Rund 46 Milliarden Euro an Abschreibungen haben globale Automobilhersteller bis Anfang 2026 im Zusammenhang mit ihren Elektroauto-Offensiven verbucht. Die Summe geht aus einer Analyse von Automotive News hervor und verdeutlicht, wie stark die Branche die Nachfrage nach batterieelektrischen Autos über- und den Gegenwind der ewigen Zauderer und Bewahrer unterschätzt hat. Allein auf Stellantis entfallen mehr als 22,6 Milliarden Euro an Wertberichtigungen. Auch Honda, General Motors und Ford mussten erhebliche Verluste ausweisen.

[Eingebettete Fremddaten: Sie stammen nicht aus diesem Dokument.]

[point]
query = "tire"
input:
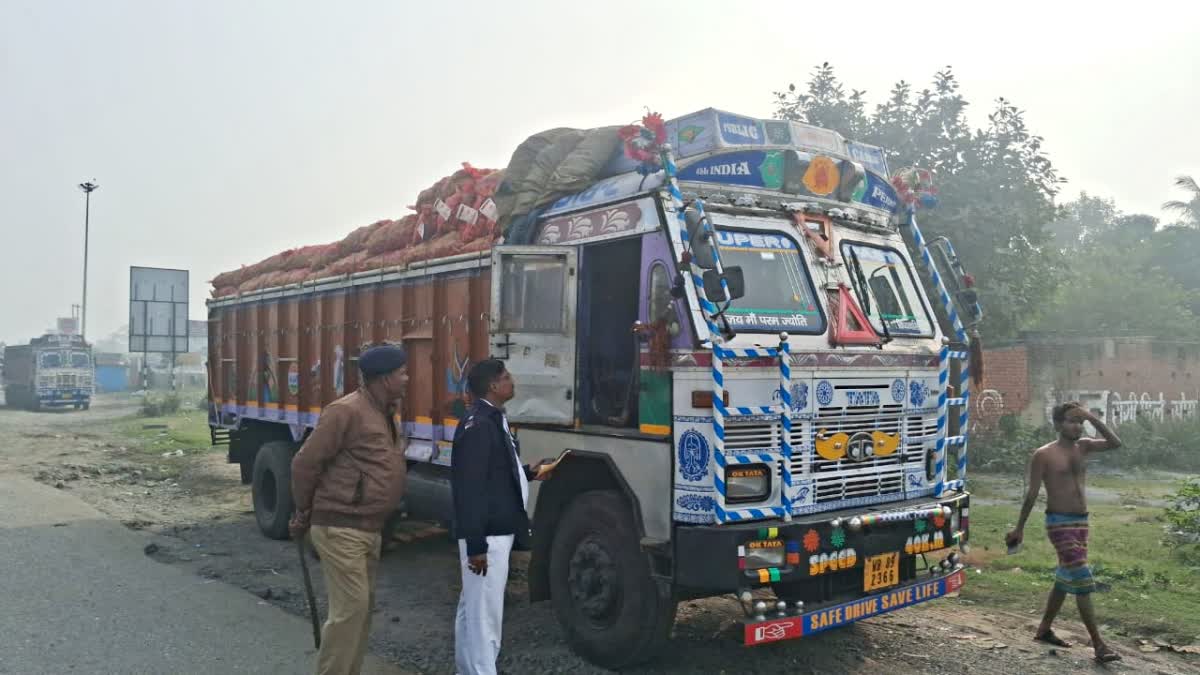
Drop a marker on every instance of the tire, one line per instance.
(615, 614)
(271, 488)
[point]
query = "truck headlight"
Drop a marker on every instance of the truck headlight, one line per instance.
(747, 483)
(768, 553)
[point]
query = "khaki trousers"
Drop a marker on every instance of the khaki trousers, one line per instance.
(348, 560)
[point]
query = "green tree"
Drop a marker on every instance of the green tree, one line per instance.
(1122, 275)
(996, 185)
(1188, 210)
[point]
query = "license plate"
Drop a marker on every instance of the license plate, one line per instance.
(881, 571)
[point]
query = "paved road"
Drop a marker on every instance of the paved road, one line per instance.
(78, 595)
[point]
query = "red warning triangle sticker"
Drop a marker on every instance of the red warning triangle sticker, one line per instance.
(850, 326)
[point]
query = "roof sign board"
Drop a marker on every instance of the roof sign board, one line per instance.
(157, 310)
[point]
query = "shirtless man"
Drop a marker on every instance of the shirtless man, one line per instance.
(1062, 466)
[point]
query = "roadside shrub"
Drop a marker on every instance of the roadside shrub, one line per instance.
(1183, 519)
(160, 405)
(1171, 446)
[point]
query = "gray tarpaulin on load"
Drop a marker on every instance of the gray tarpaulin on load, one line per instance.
(547, 166)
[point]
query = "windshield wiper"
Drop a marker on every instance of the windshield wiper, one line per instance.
(864, 293)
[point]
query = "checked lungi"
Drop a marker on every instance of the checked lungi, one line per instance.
(1068, 533)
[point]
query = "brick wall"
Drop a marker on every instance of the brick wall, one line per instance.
(1027, 377)
(1006, 386)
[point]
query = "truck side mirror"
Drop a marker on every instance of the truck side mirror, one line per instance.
(733, 279)
(702, 252)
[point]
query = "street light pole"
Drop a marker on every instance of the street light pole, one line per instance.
(88, 187)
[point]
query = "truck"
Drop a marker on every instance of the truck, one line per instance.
(52, 371)
(733, 341)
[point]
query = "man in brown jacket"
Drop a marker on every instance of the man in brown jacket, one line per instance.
(346, 481)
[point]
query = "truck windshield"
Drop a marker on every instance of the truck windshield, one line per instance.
(891, 290)
(779, 293)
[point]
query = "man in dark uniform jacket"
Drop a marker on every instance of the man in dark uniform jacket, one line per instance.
(491, 491)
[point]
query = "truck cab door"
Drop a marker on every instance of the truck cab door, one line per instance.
(533, 329)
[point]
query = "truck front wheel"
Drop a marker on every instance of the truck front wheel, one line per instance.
(273, 488)
(613, 611)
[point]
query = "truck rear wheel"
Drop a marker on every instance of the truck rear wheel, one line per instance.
(613, 611)
(273, 488)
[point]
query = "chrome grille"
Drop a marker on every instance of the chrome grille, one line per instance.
(834, 481)
(762, 436)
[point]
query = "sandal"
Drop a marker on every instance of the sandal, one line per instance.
(1051, 639)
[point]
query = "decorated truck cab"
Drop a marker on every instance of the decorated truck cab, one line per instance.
(52, 371)
(730, 332)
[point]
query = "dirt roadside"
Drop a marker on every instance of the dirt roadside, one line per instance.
(202, 519)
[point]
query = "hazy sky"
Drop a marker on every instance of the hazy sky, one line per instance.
(222, 132)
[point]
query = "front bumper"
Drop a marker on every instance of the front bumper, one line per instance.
(64, 398)
(759, 631)
(711, 557)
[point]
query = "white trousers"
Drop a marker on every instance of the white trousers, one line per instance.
(480, 617)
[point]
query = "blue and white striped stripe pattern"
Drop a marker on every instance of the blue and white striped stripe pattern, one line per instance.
(720, 412)
(672, 184)
(943, 363)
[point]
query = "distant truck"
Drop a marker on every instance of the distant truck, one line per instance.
(54, 370)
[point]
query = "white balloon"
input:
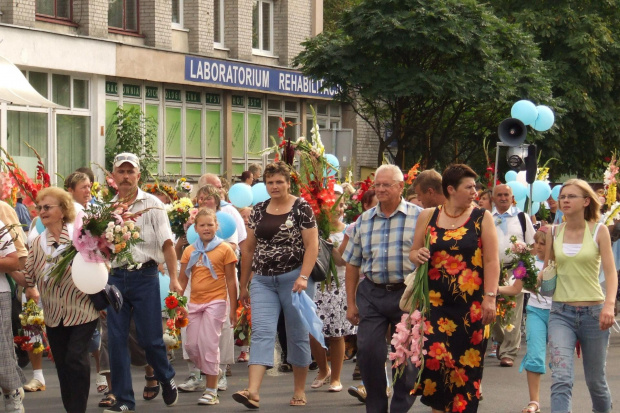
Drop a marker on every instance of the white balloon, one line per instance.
(89, 277)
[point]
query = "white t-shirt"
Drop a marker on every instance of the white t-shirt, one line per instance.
(537, 300)
(4, 283)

Die Reaktion vieler Hersteller: eine vorsichtigere Gangart bei der Elektrifizierung. Ambitionierte Zeitpläne werden gestreckt, Investitionen neu priorisiert. Analysten warnen allerdings davor, dass ein Rückzug langfristig deutlich teurer werden könnte als die aktuellen Verluste. Denn die regulatorischen Anforderungen steigen, und chinesische Wettbewerber bauen ihren Vorsprung bei Kosten und Technologie weiter aus.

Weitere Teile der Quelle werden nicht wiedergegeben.